Dalam buku “21 Hukum Kepemimpinan Sejati” karangan John C. Maxwell, disebutkan bahwa salah hukum kepemimpinan adalah “HUKUM KEPERCAYAAN” artinya: “Orang percaya dulu kepada sang pemimpin baru kepada visinya”. Jika seseorang tidak mempercayai orangnya maka segala yang dikatakannya tidak akan pernah dipercayai.

Inilah hukum kepemimpinan Yesus, murid-murid harus percaya dulu kepada Yesus, baru kepada visiNya. Bagaimana mungkin mereka bisa menjadi penjala manusia, jika mereka tidak menaruh percaya kepada Yesus. Dengan melihat kuasaNya, murid-murid makin mempercayaiNya.

  1. Membawa murid-murid memasuki dimensi baru dalam pemuridan yaitu dimensi supranatural.

Selain membuat murid-muridNya semakin percaya kepadaNya, tujuan lain yang Tuhan Yesus ingin sampaikan adalah agar murid-murid memasuki dimensi baru dalam pemuridan yaitu dimensi supranatural. Tuhan Yesus tahu bahwa ada banyak tantangan pelayanan yang akan dihadapi murid-murid dalam memberitakan Injil. Untuk menghadapi tantangan-tantangan ini mereka tidak bisa hanya mengandalkan kemampuan manusia saja tetapi dengan kuasa Tuhan. Keberhasilan pelayanan tidak hanya ditentukan dengan pengetahuan dan ketrampilan semata, tetapi dengan kuasa Roh Kudus. Kombinasi antara pengetahuan, ketrampilan dan kuasa Roh Kudus itulah yang diajarkan Tuhan Yesus kepada murid-muridNya.

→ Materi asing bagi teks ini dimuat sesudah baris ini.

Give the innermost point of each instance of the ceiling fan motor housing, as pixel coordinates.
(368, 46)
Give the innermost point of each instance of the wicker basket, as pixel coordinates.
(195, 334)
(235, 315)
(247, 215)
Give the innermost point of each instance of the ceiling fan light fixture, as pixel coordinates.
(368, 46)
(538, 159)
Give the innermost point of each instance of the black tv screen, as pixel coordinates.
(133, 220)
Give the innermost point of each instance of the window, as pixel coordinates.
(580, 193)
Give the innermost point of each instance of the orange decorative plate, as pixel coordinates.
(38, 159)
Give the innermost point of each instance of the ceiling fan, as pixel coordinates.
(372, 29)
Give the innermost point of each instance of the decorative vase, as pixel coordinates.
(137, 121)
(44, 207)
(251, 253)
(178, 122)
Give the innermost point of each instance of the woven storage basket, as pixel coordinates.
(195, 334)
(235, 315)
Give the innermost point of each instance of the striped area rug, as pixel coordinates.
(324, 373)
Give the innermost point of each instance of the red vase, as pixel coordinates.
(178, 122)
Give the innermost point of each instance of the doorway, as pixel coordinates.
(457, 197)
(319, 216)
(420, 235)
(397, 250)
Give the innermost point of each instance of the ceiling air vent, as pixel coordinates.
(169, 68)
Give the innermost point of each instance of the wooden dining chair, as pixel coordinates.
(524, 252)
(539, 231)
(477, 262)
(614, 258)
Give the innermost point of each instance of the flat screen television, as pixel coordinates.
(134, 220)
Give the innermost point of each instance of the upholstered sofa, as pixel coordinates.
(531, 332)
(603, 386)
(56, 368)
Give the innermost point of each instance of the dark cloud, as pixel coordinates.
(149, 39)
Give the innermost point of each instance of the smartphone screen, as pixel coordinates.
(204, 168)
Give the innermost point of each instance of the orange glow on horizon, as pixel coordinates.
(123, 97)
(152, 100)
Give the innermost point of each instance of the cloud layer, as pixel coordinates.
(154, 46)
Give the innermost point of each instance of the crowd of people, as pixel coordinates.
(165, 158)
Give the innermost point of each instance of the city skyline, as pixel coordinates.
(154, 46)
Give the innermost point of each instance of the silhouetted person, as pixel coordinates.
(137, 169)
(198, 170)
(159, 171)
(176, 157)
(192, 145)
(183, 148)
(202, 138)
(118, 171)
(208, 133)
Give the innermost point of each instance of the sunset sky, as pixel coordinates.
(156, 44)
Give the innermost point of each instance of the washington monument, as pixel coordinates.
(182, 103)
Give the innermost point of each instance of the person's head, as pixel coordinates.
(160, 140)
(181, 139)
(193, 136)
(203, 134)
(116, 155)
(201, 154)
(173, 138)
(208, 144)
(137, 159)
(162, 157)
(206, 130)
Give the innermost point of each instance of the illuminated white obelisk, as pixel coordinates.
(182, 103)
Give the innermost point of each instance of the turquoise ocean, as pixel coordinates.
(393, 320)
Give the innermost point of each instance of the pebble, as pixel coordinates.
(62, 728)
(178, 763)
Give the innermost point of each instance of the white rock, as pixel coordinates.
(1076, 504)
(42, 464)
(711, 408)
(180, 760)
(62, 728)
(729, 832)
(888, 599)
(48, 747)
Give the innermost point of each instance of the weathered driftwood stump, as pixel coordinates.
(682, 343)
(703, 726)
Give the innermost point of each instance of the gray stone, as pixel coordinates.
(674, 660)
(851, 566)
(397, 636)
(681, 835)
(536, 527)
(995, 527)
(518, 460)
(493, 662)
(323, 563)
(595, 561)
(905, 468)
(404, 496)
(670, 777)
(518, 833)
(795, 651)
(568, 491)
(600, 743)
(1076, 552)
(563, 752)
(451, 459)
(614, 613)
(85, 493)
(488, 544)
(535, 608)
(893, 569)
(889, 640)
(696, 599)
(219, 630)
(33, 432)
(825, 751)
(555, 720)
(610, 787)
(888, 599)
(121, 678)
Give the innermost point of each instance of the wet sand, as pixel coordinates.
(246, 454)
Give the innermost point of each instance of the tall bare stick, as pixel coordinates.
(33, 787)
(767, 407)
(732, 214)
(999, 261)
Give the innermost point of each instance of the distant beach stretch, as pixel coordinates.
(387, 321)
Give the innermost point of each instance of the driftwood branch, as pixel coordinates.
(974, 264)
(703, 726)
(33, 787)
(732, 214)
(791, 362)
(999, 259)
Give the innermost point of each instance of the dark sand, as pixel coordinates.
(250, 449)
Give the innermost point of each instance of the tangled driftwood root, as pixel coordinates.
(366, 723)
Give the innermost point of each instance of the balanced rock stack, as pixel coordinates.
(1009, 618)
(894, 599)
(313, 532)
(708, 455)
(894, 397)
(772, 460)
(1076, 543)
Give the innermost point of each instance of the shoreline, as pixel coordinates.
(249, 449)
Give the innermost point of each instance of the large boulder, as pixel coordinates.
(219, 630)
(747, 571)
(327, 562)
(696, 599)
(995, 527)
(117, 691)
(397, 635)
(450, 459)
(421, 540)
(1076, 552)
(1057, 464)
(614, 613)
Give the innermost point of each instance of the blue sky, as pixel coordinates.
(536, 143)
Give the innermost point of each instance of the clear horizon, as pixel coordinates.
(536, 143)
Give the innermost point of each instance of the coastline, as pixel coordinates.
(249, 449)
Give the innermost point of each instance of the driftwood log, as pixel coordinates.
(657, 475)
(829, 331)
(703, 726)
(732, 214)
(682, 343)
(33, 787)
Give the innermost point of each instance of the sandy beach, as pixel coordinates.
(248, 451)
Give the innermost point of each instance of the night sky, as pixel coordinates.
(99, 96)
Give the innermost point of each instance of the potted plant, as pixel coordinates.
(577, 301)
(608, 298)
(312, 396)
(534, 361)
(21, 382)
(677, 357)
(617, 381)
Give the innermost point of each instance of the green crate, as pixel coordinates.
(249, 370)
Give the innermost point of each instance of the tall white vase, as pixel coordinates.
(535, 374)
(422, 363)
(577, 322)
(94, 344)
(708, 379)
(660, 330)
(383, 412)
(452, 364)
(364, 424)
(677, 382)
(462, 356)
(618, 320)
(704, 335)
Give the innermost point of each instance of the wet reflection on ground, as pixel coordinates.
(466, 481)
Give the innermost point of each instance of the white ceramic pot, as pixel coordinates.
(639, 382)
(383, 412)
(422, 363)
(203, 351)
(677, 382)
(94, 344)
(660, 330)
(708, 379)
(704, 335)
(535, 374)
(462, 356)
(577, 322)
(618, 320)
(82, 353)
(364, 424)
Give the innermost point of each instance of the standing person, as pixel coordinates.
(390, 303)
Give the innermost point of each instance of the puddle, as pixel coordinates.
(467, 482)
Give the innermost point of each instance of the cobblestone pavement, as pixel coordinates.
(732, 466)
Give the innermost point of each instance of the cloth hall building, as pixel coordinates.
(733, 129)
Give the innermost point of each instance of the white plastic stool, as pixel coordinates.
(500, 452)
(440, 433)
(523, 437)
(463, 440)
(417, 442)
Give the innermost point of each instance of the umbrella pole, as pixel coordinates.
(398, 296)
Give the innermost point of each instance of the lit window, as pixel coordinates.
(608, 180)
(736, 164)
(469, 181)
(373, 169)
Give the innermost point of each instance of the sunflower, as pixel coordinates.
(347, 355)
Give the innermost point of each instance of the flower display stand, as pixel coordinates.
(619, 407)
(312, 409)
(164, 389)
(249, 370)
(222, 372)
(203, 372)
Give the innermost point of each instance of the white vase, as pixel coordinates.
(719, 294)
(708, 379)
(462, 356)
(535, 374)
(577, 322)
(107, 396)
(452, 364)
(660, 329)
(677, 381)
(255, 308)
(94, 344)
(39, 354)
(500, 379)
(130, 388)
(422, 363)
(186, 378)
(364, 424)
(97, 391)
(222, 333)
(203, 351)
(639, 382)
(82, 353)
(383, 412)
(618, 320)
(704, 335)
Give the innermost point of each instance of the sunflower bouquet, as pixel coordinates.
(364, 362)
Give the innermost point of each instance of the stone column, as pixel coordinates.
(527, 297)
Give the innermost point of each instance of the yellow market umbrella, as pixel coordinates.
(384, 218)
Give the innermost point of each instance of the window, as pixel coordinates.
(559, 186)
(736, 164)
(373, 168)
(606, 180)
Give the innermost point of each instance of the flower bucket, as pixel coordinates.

Mengapa Tuhan Yesus membawa murid-murid memasuki dimensi supranatural.

Karena yang tak terlihat menentukan apa yang terlihat.

Ibrani 11:3

Karena iman kita mengerti, bahwa alam semesta telah dijadikan oleh firman Allah, sehingga apa yang kita lihat telah terjadi dari apa yang tidak dapat kita lihat.

Hal-hal yang tak terlihat menjadi penentu apa yang dilihat. Contohnya adalah bangunan gereja ini. Gereja ini bisa berdiri megah seperti ini karena ditopang oleh fondasi yang kuat yang tidak terlihat. Semakin dalam fondasi bangunan, semakin tinggi sebuah gedung dapat dibangun. Demikian halnya dengan tanaman. Pohon-pohon yang besar selalu ditentukan oleh akar yang mengakar kuat didalam tanah. Mengapa pohon di pot tidak pernah menjadi besar? Karena akarnya tidak pernah mendalam.

Bagaimana dengan akar kekristenan kita? Pertumbuhan rohani kita ditentukan kedalaman akar kita didalam Kristus. Pastikanlah bahwa akar rohani kita terus menancap kedalam Kristus.

Dalam alkitab ada contoh-contoh nyata bahwa yang tak terlihat menentukan apa yang terlihat. Kejadian-kejadian di alam natural ditentukan oleh apa yang terjadi di alam supranatural. Yang transenden dan imanen menentukan yang terjadi dialam natural dan manusiawi.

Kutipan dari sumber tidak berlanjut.